Here are some considerations for using the Hive dialect.

Hive dialect can only be used to manipulate Hive tables, not regular tables. The Hive dialect should be used with HiveCatalog. Although all versions of Hive support the same syntax, whether there is a specific feature depends on the version of Hive used. For example, updating database locations is supported only in Hive-2.4.0 or later. Hive and Calcite have different reserved keywords. For example, default is a reserved keyword in Calcite and an unreserved keyword in Hive. Therefore, when using Hive dialect, such keywords must be referenced in backquotes (`) before they can be used as identifiers. Views created in Flink cannot be queried in Hive.

Of course, once Hive dialect is enabled, we can process Hive data in Flink in the same way as Hive. The specific operation is the same as Hive, which will not be discussed in detail in this article.

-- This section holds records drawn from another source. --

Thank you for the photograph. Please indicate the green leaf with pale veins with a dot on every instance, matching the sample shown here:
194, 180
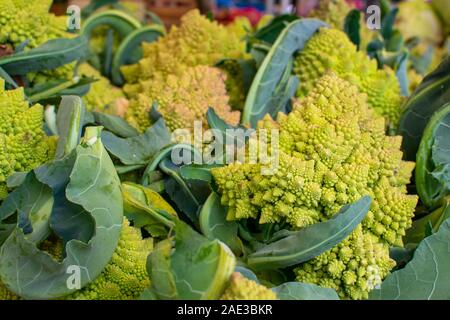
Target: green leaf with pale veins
115, 125
304, 291
199, 268
139, 149
214, 225
50, 55
430, 96
432, 175
94, 186
296, 247
426, 276
271, 81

Thank you for your reading, the above is the content of "how to use Hive Catalog", after the study of this article, I believe you have a deeper understanding of how to use Hive Catalog, and the specific use needs to be verified in practice. Here is, the editor will push for you more related knowledge points of the article, welcome to follow!

Welcome to subscribe "Shulou Technology Information " to get latest news, interesting things and hot topics in the IT industry, and controls the hottest and latest Internet news, technology news and IT industry trends.

*The comments in the above article only represent the author's personal views and do not represent the views and positions of this website. If you have more insights, please feel free to contribute and share.